Progressive Labor party (1965)
New party founded at the Albert:
A new party of “revolutionary socialism” was formally founded here yesterday under the name of the Progressive Labor party. The party, an outgrowth of the Progressive Labor Movement, was officially formed at the end of a four-day convention at the Albert Hotel, 23 East 10th Street.

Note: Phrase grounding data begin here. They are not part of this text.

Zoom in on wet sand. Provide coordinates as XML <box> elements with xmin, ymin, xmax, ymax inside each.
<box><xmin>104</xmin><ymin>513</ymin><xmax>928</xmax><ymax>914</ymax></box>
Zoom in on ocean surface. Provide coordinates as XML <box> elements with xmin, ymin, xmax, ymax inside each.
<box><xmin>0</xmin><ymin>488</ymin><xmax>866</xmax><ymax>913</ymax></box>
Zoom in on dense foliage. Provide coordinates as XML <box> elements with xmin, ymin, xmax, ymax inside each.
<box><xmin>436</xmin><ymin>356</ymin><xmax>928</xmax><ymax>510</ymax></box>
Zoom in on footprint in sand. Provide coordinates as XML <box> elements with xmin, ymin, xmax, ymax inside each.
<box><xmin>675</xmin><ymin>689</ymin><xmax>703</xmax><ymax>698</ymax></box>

Pro-Chinese Reds in U.S. Hold Confab. The Harlem headquarters of the Progressive Labor Movement maintained an official silence Friday on reports that a new U.S. Communist party is being founded at a closed-door convention here. The New York Times reported Thursday that a new party, committed to the Red Chinese “hard” line, is being sponsored by the PLM, whose top leaders have often been connected with leftist causes. A spokesman at the Harlem headquarters said no information would be given out until some time Sunday afternoon. He confirmed, however, that leaders of the movement are attending a conference at the Hotel Albert.
Mary Heaton Vorse
Before we listed the house for rent we had a renter. It was Mary Heaton Vorse, an old radical, a writer for women’s magazines and of novels about the labor movement. She also had a great capacity for drink. When she walked into the kitchen she said the house reminded her of her own in Provincetown. She spoke in a slow honey-tinged New England voice. She said so deliberately that we missed it, “Yes, it is right.” Then she asked if we could move her from the Hotel Albert. When? Now.
People’s Radio Foundation
As described in The Afro-American:
New York Items:
The People’s Radio Foundation, Inc., which seeks to buy and set up a radio station for broadcasting programs that never get through the sponsors, has moved to the Hotel Albert. Dean Dixon is one of the sponsors, along with Howard Fast and Margaret Halsey. About $100,000 is needed, and half of that amount has already been subscribed. You can buy a share for $100. Programs will stress interracial unity and the brotherhood of man.
Charles S. Johnson (1938)
The Albert’s appeal to radicals might have included its policy – continued from the days of the St. Stephen – of not refusing entrance to the hotel on racial grounds. In 1938, the Amsterdam News reported that Dr. and Mrs. Charles S. Johnson, of Fisk University,
…are residing at Hotel Albert, 65 University place, where they have an apartment. Dr. Johnson, head of the department of social sciences at Fisk , is one of the co-directors of the Institute of Race Relations at N.Y.U.